Sadewa dilahirkan dikeluarga yang tidak dia harapkan, Sadewa lahir mamahnya menikah, Sadewa menerima semua caci maki semua orang saat itu, tapi setidaknya dengan adanya ayah untuknya hari ini, mimpi Sadewa menjadj nyata. Setidaknya dia mempunyai ayah. Orang tua yang membuatnya.

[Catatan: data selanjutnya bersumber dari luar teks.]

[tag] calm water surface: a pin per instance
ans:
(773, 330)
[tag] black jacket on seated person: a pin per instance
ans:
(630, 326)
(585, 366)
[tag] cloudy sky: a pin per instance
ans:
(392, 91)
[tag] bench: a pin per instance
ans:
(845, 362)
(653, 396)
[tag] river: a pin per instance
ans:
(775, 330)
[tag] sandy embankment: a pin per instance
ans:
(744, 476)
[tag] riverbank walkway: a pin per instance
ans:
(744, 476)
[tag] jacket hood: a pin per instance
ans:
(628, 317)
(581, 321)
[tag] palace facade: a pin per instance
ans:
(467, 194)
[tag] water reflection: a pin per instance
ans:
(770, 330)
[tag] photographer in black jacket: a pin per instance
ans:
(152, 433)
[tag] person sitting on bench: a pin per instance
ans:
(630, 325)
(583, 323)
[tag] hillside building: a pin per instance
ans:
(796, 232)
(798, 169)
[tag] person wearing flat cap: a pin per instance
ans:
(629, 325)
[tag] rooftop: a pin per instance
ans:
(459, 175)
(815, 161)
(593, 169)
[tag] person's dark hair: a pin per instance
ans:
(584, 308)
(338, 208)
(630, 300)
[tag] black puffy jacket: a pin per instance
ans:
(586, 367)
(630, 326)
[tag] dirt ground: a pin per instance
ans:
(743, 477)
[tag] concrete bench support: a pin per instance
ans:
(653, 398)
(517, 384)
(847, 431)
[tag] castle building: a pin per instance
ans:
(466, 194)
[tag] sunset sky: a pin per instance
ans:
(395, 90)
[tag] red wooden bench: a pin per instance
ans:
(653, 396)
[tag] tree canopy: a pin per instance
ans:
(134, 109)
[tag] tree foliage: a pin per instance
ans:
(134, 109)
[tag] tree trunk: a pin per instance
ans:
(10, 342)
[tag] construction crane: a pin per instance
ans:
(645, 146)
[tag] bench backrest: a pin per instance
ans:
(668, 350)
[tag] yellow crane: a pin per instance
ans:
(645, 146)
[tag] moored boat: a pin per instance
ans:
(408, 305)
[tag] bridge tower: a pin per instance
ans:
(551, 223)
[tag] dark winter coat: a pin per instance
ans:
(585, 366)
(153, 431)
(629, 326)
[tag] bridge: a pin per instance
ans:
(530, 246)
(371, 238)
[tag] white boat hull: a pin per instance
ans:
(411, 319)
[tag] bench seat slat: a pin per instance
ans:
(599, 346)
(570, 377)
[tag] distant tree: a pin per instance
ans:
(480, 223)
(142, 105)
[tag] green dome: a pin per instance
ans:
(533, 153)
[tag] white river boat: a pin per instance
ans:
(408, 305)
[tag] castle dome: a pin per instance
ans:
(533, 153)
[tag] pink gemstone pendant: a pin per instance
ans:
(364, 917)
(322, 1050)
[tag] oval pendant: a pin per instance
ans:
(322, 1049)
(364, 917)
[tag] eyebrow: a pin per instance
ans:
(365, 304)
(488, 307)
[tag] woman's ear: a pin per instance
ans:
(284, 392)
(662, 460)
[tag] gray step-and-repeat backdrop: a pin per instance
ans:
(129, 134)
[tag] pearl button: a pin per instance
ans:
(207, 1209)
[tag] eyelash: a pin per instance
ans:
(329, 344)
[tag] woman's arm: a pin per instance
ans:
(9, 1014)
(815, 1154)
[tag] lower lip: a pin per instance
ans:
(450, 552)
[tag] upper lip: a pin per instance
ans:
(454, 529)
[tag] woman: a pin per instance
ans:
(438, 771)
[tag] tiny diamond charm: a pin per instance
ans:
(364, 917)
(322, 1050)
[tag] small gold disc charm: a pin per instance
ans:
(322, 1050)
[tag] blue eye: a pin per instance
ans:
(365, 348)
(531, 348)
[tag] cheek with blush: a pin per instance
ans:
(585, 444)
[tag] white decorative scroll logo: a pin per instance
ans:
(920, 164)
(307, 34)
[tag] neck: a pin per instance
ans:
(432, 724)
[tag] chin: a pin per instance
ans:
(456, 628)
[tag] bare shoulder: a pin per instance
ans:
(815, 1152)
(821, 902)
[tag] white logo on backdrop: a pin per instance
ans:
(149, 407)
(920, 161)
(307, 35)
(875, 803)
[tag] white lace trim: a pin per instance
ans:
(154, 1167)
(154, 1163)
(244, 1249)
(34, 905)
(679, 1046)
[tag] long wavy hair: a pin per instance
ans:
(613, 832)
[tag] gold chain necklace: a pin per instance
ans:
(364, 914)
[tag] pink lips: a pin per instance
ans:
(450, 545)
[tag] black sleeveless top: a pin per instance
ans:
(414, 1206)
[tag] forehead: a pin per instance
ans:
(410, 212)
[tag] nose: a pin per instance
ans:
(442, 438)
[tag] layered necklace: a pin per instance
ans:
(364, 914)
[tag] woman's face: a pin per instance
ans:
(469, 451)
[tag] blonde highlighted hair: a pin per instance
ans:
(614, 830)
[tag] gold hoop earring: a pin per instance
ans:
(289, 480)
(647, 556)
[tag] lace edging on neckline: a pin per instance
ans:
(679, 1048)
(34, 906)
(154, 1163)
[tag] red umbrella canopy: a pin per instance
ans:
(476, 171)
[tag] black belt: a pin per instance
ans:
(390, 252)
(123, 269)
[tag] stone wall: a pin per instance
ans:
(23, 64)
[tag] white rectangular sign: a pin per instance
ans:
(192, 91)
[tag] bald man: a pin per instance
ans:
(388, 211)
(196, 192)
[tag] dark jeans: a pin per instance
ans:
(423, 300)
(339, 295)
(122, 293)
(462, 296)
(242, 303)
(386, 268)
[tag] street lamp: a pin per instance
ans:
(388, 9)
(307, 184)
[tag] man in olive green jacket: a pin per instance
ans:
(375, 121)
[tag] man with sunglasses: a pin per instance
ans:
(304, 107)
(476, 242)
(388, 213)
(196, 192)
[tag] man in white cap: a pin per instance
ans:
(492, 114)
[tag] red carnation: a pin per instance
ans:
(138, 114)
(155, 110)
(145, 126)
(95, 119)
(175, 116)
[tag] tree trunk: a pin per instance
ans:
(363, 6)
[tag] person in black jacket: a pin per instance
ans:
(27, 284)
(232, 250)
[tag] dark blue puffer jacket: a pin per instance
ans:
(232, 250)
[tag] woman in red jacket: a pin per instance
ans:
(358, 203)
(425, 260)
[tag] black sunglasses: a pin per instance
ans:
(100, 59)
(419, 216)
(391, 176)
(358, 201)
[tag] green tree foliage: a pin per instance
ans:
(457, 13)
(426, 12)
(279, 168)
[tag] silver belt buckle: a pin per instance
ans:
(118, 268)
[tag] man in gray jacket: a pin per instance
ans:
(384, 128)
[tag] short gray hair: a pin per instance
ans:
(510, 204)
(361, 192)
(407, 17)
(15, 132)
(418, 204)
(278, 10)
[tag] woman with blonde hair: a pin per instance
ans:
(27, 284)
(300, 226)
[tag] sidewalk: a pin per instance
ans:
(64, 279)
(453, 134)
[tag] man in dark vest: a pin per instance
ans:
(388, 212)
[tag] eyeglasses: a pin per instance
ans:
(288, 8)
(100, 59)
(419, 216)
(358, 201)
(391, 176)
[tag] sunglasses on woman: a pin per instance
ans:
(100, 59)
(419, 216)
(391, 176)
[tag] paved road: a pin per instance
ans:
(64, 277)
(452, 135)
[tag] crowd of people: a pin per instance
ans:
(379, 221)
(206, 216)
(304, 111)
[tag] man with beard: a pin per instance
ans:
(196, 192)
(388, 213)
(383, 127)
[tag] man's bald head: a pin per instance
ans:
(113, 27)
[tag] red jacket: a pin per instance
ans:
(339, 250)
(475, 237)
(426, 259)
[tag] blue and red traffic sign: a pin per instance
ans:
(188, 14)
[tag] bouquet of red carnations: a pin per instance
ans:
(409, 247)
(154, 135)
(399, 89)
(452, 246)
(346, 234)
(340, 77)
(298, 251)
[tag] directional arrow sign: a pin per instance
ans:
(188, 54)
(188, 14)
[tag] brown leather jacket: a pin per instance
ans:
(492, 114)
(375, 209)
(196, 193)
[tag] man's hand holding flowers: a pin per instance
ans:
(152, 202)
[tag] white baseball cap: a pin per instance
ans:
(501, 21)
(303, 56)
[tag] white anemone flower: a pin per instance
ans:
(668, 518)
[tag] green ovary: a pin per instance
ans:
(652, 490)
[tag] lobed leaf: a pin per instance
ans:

Lain lagi dengan Wiga, dia melirik Sadewa dengan kebencian. Kenapa juga Wiga tidak dilahirkan jauh lebih dulu dari sadewa, jika itu terjadi masalah sampai hari ini tidak dialaminya. Terlebih lagi berurusan dengan Sadewa, Aldi, dan semua orang. Tidak akan ada Sadewa di keluarganya. Itu yang seharusnya Wiga harapkan.

Nyatanya semua itu tidak akan terjadi.

"Ngapain si lo ke sini?" Sadewa menghela nafasnya sedikit gugup, dia berjalan lebih dekat pada Wiga untuk duduk di sampingnya.

"Pulang, gue disuruh ayah buat jemput lo," Wiga memutar bola matanya tidak merespon. "Mau sampai kapan kalian marahan, gue terus-terusan lihat lo enggaj sopan ke ayah, beliau ayah lo, beliau yang menghidupi lo sebelum lo hadir di bumi. Hapus semua pikitan buruk lo tentang gue, gue sama sekali enggak akan ambil ayah lo, gue enggak akan ambil hak lo sebagai anak ayah," Wiga melirik Sadewa tidak berminat.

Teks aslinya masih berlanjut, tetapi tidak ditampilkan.